Welche Warnkanäle werden getestet?
Zum Einsatz kommen unter anderem Radio und Fernsehen, Warn-Apps wie NINA, Cell-Broadcast-Nachrichten auf das Mobiltelefon, Stadtinformationstafeln, Lautsprecherwagen, Infosysteme der Deutschen Bahn sowie Sirenen. Gegen 11:45 Uhr wird für die meisten Warnmittel eine Entwarnung versendet.

Neue digitale Sirenen
Im Rahmen der Modernisierung des Katastrophenschutzes im Landkreis Kaiserslautern werden die alten analogen Sirenen derzeit durch neue digitale Sirenenanlagen ersetzt.
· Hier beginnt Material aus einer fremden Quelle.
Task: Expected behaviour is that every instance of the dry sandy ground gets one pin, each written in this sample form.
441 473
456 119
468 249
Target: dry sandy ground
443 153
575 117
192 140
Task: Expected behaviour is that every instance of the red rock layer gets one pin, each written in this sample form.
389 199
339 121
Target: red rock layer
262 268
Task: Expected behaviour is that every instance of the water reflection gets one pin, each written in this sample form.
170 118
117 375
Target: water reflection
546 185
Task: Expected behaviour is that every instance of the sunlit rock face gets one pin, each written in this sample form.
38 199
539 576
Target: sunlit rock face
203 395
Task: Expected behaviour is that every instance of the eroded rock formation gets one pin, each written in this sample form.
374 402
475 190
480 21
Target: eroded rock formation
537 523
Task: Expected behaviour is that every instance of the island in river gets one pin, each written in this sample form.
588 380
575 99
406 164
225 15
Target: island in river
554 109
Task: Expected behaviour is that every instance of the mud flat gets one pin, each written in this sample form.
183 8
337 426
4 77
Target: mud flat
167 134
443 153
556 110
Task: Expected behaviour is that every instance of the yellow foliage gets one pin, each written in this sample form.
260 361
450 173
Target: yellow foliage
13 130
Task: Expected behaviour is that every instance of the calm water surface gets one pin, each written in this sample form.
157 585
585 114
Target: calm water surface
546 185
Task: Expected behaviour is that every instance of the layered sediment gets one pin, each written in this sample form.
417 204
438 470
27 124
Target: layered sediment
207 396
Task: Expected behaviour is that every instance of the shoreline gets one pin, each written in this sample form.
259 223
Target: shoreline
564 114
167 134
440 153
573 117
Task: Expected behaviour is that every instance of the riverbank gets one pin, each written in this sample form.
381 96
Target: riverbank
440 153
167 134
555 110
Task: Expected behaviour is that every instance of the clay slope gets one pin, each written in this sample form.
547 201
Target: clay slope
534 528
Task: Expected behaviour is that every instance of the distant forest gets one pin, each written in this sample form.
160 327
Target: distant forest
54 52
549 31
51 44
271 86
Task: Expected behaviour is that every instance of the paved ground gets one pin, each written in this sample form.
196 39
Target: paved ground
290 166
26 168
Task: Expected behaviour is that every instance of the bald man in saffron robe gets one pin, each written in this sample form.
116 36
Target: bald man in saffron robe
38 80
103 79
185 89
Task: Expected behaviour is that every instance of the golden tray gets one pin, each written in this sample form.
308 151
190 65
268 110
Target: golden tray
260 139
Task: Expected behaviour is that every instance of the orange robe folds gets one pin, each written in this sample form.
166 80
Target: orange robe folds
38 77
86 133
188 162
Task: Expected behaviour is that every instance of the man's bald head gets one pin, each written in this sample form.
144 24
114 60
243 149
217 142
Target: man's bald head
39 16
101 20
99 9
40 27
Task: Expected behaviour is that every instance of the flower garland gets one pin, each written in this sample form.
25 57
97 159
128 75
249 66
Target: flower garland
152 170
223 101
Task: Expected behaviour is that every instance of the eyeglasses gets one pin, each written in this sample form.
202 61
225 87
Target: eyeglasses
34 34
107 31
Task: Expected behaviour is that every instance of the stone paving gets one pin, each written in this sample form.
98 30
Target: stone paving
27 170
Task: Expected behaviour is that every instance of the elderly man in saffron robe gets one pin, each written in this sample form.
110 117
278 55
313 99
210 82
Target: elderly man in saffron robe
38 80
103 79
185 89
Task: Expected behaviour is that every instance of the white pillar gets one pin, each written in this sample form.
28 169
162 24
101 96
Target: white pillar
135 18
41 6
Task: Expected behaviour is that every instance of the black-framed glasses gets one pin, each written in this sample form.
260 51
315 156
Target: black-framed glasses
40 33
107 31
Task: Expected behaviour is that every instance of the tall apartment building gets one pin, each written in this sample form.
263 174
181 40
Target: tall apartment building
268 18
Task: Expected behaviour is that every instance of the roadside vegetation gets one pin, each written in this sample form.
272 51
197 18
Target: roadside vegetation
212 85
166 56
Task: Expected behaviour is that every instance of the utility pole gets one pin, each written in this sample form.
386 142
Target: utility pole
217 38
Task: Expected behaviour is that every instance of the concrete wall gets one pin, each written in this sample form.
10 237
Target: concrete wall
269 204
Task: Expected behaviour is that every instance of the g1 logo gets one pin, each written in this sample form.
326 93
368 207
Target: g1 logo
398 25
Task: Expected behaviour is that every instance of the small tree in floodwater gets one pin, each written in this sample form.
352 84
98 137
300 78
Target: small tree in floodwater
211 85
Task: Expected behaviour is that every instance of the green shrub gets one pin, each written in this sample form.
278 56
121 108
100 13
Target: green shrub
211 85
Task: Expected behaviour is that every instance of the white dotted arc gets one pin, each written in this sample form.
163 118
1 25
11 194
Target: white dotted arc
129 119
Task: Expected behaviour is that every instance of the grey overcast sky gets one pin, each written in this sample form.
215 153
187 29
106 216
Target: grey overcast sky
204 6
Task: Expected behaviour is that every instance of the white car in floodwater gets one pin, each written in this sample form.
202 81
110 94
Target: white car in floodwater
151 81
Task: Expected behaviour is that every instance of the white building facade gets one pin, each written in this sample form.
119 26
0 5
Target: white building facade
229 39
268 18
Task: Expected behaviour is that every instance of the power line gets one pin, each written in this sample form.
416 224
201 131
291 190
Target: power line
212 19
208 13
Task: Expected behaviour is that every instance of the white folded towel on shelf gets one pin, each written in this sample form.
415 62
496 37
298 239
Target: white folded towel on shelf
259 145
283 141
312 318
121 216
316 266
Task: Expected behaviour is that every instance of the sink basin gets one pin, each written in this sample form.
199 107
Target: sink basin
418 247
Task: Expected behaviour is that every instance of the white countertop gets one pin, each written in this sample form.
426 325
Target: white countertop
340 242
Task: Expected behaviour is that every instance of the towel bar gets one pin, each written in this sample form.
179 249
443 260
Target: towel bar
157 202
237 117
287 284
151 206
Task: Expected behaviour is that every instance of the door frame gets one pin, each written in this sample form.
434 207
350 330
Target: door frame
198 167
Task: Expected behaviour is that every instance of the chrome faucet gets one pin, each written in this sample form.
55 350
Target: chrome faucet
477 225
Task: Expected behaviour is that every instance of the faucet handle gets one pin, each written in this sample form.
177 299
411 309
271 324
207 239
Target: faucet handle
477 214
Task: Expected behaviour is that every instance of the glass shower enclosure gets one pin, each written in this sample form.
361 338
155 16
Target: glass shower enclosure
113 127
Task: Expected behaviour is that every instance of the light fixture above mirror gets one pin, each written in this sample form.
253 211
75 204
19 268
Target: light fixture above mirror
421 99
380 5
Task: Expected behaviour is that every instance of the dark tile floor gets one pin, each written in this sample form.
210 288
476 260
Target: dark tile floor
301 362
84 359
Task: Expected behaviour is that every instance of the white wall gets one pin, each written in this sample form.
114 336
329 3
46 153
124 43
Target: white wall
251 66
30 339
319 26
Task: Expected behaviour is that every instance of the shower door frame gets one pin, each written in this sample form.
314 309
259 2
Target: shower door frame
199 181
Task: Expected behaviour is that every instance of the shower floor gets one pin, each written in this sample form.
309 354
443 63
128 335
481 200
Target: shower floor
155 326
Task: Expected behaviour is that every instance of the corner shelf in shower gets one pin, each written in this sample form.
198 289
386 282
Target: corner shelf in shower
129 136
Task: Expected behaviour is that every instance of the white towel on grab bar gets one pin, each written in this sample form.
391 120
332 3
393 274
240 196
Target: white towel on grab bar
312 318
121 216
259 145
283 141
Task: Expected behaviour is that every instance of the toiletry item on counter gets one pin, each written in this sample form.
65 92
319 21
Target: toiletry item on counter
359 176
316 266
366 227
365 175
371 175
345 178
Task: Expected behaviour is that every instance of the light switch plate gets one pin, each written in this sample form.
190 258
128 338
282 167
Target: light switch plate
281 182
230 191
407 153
Diese ermöglichen künftig eine monatliche, für das menschliche Gehör nicht wahrnehmbare Funktionsüberprüfung. Hörbare Probealarme erfolgen nur noch zweimal im Jahr – einer davon ist der Warntag am 11. September.
Wichtige Hinweise
Das Warnsystem steht auch während der Probewarnung jederzeit für den Ernstfall zur Verfügung. Bei tatsächlichen Gefahren können die zuständigen Behörden die Bevölkerung wie gewohnt schnell und zuverlässig warnen.